### **Lab Activity: Predicting Nationality from Names using Machine Learning**

#### **1. Data**

For this lab activity, we will use a dataset containing names from various nationalities. The dataset is organized into different text files, each corresponding to a specific nationality. For example, you might have files named `English.txt`, `French.txt`, etc. Each file contains a list of names from that nationality.

#### **2. Representation**

To train our machine learning model, we need to convert the names into a numerical format. Here are the key steps for data representation:
- **Character-to-Index Conversion**: Each character in a name is mapped to an index based on a predefined vocabulary.
- **Padding**: Names are padded to a consistent length to ensure they have the same dimensions.
- **Character Embeddings**: The character indices are transformed into dense vectors using an embedding layer. This helps capture more nuanced information about the characters.

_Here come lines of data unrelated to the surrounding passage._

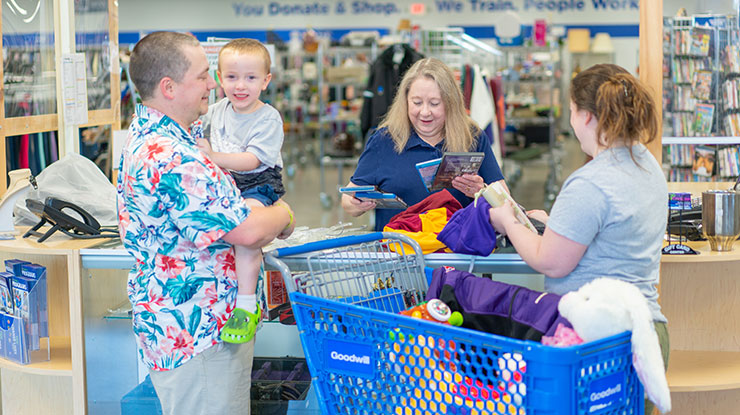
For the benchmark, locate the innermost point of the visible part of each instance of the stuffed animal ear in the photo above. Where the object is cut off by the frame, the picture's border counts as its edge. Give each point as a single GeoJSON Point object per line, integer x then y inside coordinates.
{"type": "Point", "coordinates": [646, 355]}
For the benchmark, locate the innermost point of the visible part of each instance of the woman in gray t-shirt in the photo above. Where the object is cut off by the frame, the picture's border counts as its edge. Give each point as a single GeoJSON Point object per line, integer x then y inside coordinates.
{"type": "Point", "coordinates": [610, 215]}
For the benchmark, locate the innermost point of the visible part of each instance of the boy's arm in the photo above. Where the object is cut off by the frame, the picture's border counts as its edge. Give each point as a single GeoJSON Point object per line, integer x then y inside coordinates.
{"type": "Point", "coordinates": [244, 161]}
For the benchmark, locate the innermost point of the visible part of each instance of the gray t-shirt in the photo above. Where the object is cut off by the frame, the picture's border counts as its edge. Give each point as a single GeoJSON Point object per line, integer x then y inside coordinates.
{"type": "Point", "coordinates": [619, 210]}
{"type": "Point", "coordinates": [260, 133]}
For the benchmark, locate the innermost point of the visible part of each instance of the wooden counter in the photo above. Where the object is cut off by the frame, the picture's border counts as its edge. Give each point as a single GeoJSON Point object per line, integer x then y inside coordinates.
{"type": "Point", "coordinates": [700, 296]}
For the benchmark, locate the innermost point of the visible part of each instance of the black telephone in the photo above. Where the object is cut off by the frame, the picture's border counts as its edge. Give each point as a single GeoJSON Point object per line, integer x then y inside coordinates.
{"type": "Point", "coordinates": [686, 224]}
{"type": "Point", "coordinates": [57, 213]}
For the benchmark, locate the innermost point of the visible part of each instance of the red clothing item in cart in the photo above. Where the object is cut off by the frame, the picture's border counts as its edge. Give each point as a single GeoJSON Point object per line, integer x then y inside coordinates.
{"type": "Point", "coordinates": [424, 220]}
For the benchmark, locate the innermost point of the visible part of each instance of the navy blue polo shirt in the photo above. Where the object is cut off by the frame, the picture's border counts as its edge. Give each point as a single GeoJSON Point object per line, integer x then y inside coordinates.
{"type": "Point", "coordinates": [380, 165]}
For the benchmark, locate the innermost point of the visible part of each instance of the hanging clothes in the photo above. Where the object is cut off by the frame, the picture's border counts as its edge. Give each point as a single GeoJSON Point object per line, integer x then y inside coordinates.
{"type": "Point", "coordinates": [497, 91]}
{"type": "Point", "coordinates": [385, 75]}
{"type": "Point", "coordinates": [468, 87]}
{"type": "Point", "coordinates": [482, 111]}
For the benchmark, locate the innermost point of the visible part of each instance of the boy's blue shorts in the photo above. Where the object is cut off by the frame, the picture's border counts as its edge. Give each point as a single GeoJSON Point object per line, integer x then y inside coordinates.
{"type": "Point", "coordinates": [265, 194]}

#### **3. Prediction Model**

We will use a Multi-Layer Perceptron (MLP) for predicting the nationality of a given name. Here’s a brief overview of the model architecture:
- **Embedding Layer**: Transforms character indices into dense vectors.
- **Fully Connected Layer**: Flattens the embeddings and passes them through a linear layer to generate predictions.
- **Output Layer**: Produces probability scores for each nationality.

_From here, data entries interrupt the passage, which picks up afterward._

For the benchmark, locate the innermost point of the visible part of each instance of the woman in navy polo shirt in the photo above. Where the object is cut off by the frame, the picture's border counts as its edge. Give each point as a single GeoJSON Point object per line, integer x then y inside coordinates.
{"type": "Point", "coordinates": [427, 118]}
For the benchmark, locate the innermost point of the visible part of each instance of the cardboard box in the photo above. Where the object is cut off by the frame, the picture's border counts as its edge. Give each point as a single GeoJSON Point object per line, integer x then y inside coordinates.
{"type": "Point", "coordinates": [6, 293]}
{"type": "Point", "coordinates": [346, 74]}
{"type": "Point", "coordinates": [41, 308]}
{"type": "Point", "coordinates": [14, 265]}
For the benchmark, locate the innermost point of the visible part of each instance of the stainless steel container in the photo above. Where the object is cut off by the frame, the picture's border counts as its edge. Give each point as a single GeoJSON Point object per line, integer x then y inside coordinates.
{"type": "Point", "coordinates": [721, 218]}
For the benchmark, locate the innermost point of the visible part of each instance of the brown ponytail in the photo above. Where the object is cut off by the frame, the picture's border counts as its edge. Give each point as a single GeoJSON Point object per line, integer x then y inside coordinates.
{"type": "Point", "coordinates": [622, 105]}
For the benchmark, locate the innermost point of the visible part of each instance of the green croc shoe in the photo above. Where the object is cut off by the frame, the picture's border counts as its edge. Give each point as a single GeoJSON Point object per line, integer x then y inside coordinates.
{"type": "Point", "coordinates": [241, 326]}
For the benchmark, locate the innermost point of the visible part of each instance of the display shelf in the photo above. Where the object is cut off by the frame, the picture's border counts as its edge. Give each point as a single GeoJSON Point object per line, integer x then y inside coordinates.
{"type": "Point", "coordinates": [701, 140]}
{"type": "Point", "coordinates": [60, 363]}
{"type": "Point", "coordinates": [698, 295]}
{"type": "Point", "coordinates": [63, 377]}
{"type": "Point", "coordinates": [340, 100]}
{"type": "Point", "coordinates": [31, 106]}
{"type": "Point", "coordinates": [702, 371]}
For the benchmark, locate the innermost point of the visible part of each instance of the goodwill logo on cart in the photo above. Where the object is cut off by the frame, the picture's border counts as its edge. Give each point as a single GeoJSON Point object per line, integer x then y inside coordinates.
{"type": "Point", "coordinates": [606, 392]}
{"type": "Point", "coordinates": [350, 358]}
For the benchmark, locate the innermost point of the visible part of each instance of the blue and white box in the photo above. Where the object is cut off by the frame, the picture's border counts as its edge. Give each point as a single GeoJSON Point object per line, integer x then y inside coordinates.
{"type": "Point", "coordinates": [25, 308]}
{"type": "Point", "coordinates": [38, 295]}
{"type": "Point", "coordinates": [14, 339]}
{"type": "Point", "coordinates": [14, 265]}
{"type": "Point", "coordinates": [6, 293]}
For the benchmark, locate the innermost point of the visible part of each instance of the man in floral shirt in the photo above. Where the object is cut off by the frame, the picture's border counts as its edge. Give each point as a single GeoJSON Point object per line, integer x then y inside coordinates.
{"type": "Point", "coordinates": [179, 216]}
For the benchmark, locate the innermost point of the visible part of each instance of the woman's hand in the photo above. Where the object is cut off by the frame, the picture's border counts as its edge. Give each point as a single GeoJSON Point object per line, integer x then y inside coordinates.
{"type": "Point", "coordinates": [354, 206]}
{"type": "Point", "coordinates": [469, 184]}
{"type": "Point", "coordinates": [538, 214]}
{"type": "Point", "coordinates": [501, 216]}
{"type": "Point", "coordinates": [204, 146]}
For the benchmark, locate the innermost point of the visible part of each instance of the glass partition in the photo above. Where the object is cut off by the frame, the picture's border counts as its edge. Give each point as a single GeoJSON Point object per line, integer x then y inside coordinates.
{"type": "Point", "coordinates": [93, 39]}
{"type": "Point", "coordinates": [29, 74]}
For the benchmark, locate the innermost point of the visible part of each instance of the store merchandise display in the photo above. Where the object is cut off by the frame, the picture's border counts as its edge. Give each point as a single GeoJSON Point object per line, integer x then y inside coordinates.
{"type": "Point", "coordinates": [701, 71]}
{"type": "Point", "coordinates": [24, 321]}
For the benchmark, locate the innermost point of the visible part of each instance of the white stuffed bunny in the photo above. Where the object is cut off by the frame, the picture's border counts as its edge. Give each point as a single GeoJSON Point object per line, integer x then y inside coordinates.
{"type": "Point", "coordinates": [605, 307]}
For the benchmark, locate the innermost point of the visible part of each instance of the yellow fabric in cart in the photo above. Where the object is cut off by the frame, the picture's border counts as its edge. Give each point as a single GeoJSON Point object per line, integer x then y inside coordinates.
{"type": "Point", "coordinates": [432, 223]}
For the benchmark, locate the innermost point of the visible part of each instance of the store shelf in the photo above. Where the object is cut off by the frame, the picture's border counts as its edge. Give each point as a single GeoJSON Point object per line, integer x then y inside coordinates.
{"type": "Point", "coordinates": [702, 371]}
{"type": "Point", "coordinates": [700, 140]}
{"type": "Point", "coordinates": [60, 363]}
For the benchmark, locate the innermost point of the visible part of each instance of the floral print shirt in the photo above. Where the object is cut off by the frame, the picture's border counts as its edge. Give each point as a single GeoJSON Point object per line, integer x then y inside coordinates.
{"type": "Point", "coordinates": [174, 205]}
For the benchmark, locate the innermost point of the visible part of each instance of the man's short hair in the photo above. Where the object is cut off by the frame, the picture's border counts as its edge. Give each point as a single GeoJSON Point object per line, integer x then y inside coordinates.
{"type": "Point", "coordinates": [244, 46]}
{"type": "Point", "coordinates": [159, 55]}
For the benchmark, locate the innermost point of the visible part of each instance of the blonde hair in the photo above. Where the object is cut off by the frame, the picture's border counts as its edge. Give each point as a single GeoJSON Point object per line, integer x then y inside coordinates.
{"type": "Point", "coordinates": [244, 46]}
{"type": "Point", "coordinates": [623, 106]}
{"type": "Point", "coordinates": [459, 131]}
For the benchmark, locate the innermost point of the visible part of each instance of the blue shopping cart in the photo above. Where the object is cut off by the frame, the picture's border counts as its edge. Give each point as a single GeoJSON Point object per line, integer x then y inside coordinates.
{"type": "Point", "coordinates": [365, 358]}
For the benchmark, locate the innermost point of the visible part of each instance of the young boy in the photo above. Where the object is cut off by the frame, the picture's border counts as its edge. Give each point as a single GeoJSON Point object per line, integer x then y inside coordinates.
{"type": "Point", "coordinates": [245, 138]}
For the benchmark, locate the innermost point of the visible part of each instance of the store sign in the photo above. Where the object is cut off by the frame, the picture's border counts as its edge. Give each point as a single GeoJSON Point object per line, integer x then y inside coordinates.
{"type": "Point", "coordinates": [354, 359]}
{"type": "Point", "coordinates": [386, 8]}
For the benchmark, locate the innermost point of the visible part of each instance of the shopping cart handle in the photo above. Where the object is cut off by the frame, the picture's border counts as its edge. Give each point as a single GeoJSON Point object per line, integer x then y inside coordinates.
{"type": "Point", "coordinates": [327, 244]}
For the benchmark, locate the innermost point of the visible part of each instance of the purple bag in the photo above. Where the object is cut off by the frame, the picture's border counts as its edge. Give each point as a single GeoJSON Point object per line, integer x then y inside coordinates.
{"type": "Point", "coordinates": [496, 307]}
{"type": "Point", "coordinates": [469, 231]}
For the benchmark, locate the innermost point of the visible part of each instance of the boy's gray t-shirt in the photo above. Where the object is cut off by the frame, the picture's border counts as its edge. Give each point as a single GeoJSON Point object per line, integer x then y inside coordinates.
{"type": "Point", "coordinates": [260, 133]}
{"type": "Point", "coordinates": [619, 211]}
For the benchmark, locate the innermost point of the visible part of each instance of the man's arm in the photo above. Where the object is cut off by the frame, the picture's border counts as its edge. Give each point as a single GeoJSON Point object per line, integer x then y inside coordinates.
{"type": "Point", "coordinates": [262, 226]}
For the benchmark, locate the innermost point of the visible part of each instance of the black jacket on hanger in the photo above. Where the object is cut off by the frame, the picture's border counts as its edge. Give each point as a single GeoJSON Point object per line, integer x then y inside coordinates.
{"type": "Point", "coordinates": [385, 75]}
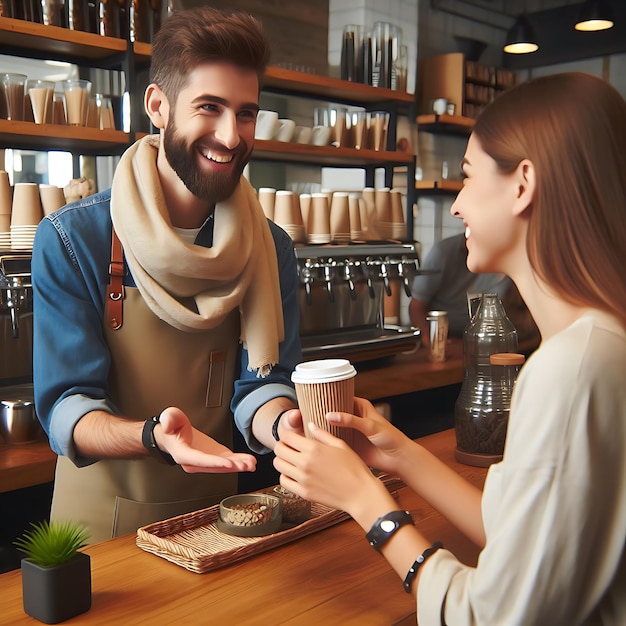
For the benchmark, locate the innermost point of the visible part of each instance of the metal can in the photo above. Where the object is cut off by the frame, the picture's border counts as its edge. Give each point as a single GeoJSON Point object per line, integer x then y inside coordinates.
{"type": "Point", "coordinates": [438, 334]}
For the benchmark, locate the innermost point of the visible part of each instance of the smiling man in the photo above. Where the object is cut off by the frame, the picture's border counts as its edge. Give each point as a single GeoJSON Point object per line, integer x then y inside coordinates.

The model is trained using cross-entropy loss and optimized with the Adam optimizer. After training, the model can predict the nationality of new names based on the learned patterns.


In [1]:
import glob
import unicodedata
import string
import requests
import random
import sys
import torch
from torch.autograd import Variable
from torch import nn
from torch.utils.data import Dataset, DataLoader
import random
import time
import math
from torch.autograd import Variable
import matplotlib.pyplot as plt
import matplotlib.ticker as ticker

## Data Prep

In [13]:
all_letters = string.ascii_letters + " .,;'-<PAD><UNK>"
n_letters = len(all_letters)

def letterToIndex(letter):
    index = all_letters.find(letter)
    if index == -1:  # Handle unknown characters
        index = all_letters.find('<UNK>')  # Use index for unknown characters
    return index

def findFiles(path): return glob.glob(path)

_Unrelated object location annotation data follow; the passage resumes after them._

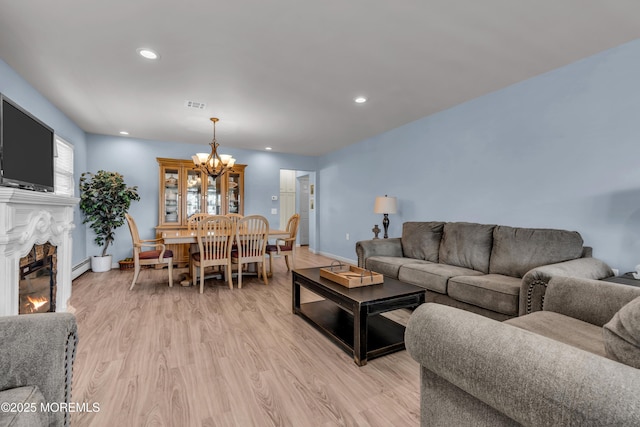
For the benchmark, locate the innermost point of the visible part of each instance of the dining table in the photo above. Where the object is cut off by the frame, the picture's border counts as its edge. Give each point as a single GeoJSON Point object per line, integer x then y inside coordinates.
{"type": "Point", "coordinates": [185, 236]}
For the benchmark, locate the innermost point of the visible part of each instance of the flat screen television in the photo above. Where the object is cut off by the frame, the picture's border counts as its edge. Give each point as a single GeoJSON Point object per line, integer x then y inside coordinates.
{"type": "Point", "coordinates": [26, 149]}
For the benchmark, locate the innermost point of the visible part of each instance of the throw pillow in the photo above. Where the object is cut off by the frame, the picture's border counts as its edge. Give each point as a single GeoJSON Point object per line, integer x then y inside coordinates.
{"type": "Point", "coordinates": [622, 335]}
{"type": "Point", "coordinates": [421, 240]}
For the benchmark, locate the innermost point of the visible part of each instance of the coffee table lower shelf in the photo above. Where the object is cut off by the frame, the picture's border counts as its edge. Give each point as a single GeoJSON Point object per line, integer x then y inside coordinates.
{"type": "Point", "coordinates": [384, 336]}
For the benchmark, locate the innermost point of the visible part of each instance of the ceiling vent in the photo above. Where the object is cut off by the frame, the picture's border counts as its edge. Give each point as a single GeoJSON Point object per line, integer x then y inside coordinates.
{"type": "Point", "coordinates": [195, 104]}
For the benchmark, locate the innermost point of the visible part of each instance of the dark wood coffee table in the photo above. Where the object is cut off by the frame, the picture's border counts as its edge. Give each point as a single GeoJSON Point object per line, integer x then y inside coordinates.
{"type": "Point", "coordinates": [351, 317]}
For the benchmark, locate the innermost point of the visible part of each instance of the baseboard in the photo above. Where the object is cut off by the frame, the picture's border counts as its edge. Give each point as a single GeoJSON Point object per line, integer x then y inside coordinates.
{"type": "Point", "coordinates": [339, 258]}
{"type": "Point", "coordinates": [77, 270]}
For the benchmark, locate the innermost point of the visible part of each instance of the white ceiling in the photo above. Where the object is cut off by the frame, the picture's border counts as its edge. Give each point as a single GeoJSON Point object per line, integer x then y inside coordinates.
{"type": "Point", "coordinates": [283, 73]}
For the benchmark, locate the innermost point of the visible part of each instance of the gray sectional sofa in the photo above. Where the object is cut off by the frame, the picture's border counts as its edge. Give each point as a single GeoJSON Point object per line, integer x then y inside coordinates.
{"type": "Point", "coordinates": [575, 363]}
{"type": "Point", "coordinates": [493, 270]}
{"type": "Point", "coordinates": [36, 365]}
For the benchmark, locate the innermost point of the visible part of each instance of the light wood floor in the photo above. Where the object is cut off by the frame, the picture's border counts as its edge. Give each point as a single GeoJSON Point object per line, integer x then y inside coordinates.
{"type": "Point", "coordinates": [160, 356]}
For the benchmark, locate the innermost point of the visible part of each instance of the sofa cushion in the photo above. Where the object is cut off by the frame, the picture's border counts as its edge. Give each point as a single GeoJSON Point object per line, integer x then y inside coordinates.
{"type": "Point", "coordinates": [467, 245]}
{"type": "Point", "coordinates": [583, 335]}
{"type": "Point", "coordinates": [29, 400]}
{"type": "Point", "coordinates": [388, 265]}
{"type": "Point", "coordinates": [622, 335]}
{"type": "Point", "coordinates": [421, 240]}
{"type": "Point", "coordinates": [518, 250]}
{"type": "Point", "coordinates": [432, 276]}
{"type": "Point", "coordinates": [494, 292]}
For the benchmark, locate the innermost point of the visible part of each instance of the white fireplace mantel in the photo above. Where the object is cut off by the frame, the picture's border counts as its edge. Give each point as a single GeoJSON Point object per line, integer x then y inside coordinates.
{"type": "Point", "coordinates": [30, 218]}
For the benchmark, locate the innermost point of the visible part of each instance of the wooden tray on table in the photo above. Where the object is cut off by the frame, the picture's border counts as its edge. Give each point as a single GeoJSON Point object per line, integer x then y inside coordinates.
{"type": "Point", "coordinates": [351, 276]}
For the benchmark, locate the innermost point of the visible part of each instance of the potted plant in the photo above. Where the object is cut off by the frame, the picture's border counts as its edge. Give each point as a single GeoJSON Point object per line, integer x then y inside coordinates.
{"type": "Point", "coordinates": [104, 201]}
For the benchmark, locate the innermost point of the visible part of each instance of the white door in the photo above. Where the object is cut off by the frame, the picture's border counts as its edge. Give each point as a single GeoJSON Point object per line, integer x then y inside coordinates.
{"type": "Point", "coordinates": [303, 229]}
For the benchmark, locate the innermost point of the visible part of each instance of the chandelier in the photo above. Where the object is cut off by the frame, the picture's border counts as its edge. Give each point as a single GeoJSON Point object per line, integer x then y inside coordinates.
{"type": "Point", "coordinates": [213, 164]}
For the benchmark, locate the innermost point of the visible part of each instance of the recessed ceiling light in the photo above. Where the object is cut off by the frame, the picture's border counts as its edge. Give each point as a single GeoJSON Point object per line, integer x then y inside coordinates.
{"type": "Point", "coordinates": [148, 53]}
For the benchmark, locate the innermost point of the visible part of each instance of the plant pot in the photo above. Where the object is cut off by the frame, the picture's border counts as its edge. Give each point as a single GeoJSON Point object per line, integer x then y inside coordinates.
{"type": "Point", "coordinates": [100, 264]}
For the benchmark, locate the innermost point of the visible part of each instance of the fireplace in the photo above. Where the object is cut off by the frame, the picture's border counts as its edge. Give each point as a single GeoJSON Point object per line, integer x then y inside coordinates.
{"type": "Point", "coordinates": [37, 288]}
{"type": "Point", "coordinates": [38, 226]}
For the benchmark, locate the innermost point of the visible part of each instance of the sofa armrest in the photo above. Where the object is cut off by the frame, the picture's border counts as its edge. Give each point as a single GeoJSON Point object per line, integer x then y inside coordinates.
{"type": "Point", "coordinates": [532, 379]}
{"type": "Point", "coordinates": [39, 349]}
{"type": "Point", "coordinates": [588, 300]}
{"type": "Point", "coordinates": [534, 283]}
{"type": "Point", "coordinates": [377, 247]}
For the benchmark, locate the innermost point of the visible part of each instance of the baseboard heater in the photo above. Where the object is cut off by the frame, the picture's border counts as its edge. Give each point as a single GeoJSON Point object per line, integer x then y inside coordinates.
{"type": "Point", "coordinates": [78, 269]}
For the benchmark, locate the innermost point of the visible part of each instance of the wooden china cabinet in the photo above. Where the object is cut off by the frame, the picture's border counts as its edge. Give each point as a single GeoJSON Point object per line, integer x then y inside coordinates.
{"type": "Point", "coordinates": [184, 191]}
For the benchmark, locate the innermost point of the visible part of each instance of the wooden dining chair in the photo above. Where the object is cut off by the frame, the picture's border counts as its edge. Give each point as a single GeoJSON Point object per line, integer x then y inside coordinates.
{"type": "Point", "coordinates": [285, 246]}
{"type": "Point", "coordinates": [215, 234]}
{"type": "Point", "coordinates": [160, 255]}
{"type": "Point", "coordinates": [234, 218]}
{"type": "Point", "coordinates": [192, 228]}
{"type": "Point", "coordinates": [252, 233]}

# Turn a Unicode string to plain ASCII, thanks to http://stackoverflow.com/a/518232/2809427
def unicodeToAscii(s):
    return ''.join(
        c for c in unicodedata.normalize('NFD', s)
        if unicodedata.category(c) != 'Mn'
        and c in all_letters
    )

# Read a file and split into lines
def readLines(filename):
    lines = open(filename, encoding='utf-8').read().strip().split('\n')
    return [unicodeToAscii(line) for line in lines]

# Turn a line into a <line_length x 1 x n_letters>,
# or an array of one-hot letter vectors
def lineToTensor(line):
    tensor = torch.zeros(len(line), 1, n_letters)
    for li, letter in enumerate(line):
        tensor[li][0][letterToIndex(letter)] = 1
    return tensor

# Define the GitHub repository URL and branch
github_url = 'https://api.github.com/repos/DrUzair/NLP/contents/data/names'
branch = 'f8e0c40481b1c1e32440b1da39c8bdfc9f070ffa'

# Initialize dictionaries to store data
all_categories = []
category_lines = {}

# Make a request to the GitHub API to get the list of files in the directory
response = requests.get(f'{github_url}?ref={branch}')

if response.status_code == 200:
    file_data = response.json()

    for file_info in file_data:
        if file_info['type'] == 'file' and file_info['name'].endswith('.txt'):
            file_url = file_info['download_url']
            category = file_info['name'].split('.')[0]

            # Add the category to the list
            all_categories.append(category)

            # Make a request to download the file
            file_response = requests.get(file_url)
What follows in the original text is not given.